Starbucks 'Race Together' campaign stirs controversy and coffee to court cash
Companies can lose customers with causes that don't fit their brand, marketing experts say
I found myself in Starbucks today, wishing my barista would try to talk to me about anything other than the new line of pastries.
Race relations? Bring it on. Gun control? Shoot.
If you really want to go all hot button, I'd even talk about Bill C-51. Though discussing manipulative organizations with an outsize control over my life might lead to some uncomfortable territory with a coffee pusher.
Starbucks has taken an online beating since launching its "Race Together" campaign in the U.S. by asking employees to write the slogan on cups while engaging in conversations about race.
But this is Canada, and no one's going to be scrawling "Race Together" on the side of my cup.
Cause marketing gone wild?
Social marketing expert Katherine White says that's probably a good thing.
"It's a seriously weighty issue — and I think one of the things consumers are complaining about is perhaps they don't want to have this conversation before they've had their coffee," says White, who teaches at UBC's Sauder School of Business.
"One of the issues is, we don't necessarily associate this type of cause with having our coffee, so I think part of the problem is there's a lack of fit with the cause and the organization."
By some accounts, the effort sits at the outer edge of a phenomenon known as "cause marketing."
It began decades ago with companies deciding to "give back" to the community by supporting charitable causes ranging from the March of Dimes to breast cancer research.
In Canada, banks support Olympic athletes, communications companies raise awareness about mental health and oil companies support the arts.
In turn, they link their brands with something positive.
But can you really ever forget that they've also got their hands in your wallet?
"The research on these types of social-responsibility campaigns shows that if it seems like the company is kind of incongruent with the cause they're promoting, or it seems the company has some self-serving motives — consumers will evaluate that negatively," says White.
In Starbucks' defence, CEO Howard Schultz has never hidden his ambition to make his stores a kind of "third place" between work and home, in the tradition of Italian coffeehouses: "a place for conversation and a sense of community," according to the company's website.
But even with the comfy chairs, Starbucks in 2015 is hardly like an 18th-century intellectual salon. Philosophers and writers have given way to laptop hobos.

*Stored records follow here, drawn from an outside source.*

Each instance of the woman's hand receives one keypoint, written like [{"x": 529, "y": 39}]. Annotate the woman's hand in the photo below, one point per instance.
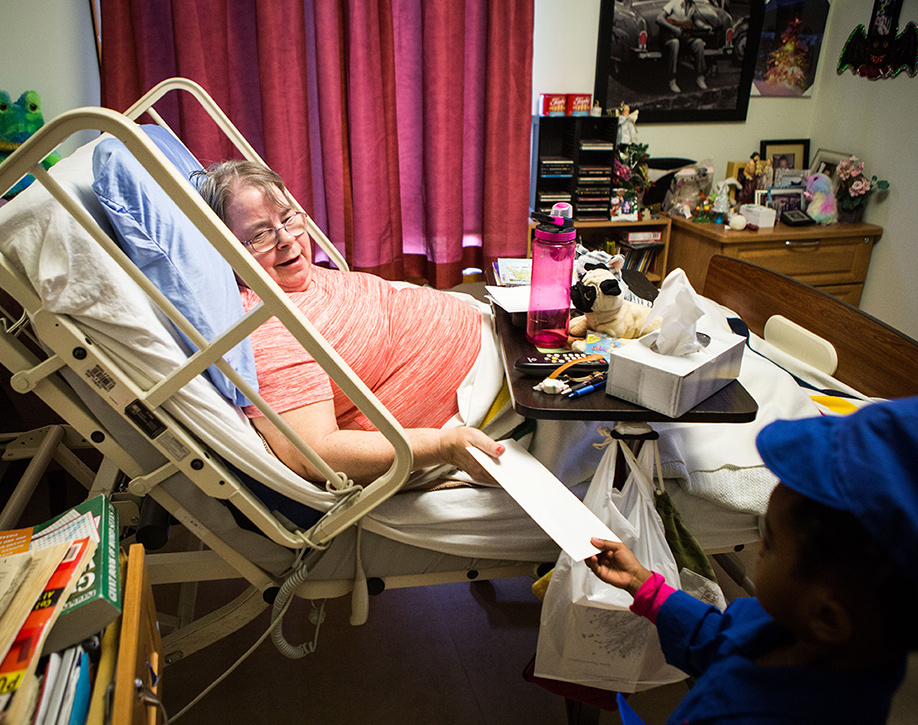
[
  {"x": 453, "y": 450},
  {"x": 617, "y": 565}
]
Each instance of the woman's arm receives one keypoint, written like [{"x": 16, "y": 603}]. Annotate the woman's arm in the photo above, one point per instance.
[{"x": 364, "y": 455}]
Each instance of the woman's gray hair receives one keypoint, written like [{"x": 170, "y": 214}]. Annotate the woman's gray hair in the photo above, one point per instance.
[{"x": 219, "y": 182}]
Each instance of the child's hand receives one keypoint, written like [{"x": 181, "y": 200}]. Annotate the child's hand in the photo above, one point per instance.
[{"x": 615, "y": 564}]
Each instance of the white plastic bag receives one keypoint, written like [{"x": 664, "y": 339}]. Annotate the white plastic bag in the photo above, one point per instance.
[{"x": 587, "y": 634}]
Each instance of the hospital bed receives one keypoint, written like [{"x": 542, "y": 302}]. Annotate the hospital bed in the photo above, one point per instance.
[{"x": 107, "y": 358}]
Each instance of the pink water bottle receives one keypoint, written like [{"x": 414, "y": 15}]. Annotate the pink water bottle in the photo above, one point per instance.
[{"x": 553, "y": 245}]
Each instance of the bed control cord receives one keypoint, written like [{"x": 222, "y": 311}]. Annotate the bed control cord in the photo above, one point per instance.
[
  {"x": 226, "y": 674},
  {"x": 281, "y": 604}
]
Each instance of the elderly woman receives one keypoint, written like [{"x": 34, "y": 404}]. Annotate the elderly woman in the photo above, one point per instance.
[{"x": 413, "y": 347}]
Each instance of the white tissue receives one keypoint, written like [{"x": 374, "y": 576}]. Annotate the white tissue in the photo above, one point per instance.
[{"x": 679, "y": 306}]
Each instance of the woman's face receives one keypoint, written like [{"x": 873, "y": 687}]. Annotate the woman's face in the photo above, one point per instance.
[{"x": 289, "y": 263}]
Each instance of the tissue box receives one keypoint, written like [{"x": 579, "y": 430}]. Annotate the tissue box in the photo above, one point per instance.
[
  {"x": 669, "y": 384},
  {"x": 760, "y": 216}
]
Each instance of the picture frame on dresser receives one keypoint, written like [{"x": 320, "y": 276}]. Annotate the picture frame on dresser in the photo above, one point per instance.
[
  {"x": 786, "y": 153},
  {"x": 785, "y": 199},
  {"x": 826, "y": 162}
]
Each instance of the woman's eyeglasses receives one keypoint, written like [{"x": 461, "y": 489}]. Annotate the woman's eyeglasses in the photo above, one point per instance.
[{"x": 267, "y": 239}]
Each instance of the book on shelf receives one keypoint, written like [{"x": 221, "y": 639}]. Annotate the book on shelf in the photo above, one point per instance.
[
  {"x": 551, "y": 166},
  {"x": 634, "y": 236},
  {"x": 640, "y": 245},
  {"x": 71, "y": 549},
  {"x": 639, "y": 259},
  {"x": 596, "y": 144},
  {"x": 513, "y": 272},
  {"x": 589, "y": 170},
  {"x": 65, "y": 688},
  {"x": 96, "y": 600},
  {"x": 553, "y": 197}
]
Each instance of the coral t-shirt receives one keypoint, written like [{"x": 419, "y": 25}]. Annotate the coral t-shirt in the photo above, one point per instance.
[{"x": 412, "y": 347}]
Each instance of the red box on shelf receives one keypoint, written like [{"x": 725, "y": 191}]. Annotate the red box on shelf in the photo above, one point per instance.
[
  {"x": 578, "y": 104},
  {"x": 552, "y": 104}
]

And back then, the customers inspired the conversation — not the guy struggling to pump out frappuccinos for the drive-thru.
"We're not in Vienna hundreds of years back where we're having these thought-provoking conversations," says University of Saskatchewan business professor Marjorie Delbaere.
"When we're there, is it feeling like it's being forced on us?… If you say 'No, I don't want to have a conversation about race, what does that say about you?'"
Straight coffee, no donations
Therein lies another problem for cause marketing.
What if you just want a cup of coffee, a doughnut or a six-pack and don't want to send a kid to camp or tackle racism?
Is it possible to get out of a store these days without feeling like an insensitive cheapskate?
"By saying no to those requests, that's what we're effectively publicly broadcasting," says Delbaere.
"Although all that we're saying is, 'I don't want to give my money to you at this particular time.'"
Other companies have successfully combined sales with a soapbox.
And myriad Canadian companies have tried to associate themselves with a hockey-based, feel-good patriotism that — perhaps not coincidentally — usually coincides with the Olympics.
And then there's Lululemon's "Who is John Galt?" tote-bags, in honour of Ayn Rand's ideals in pursuit of self-interest. At least no one can accuse Chip Wilson of hiding his values.
The trick, say the experts, is not coming across as self-righteous or manipulative. Otherwise it's a race to the bottom — as opposed to a race together.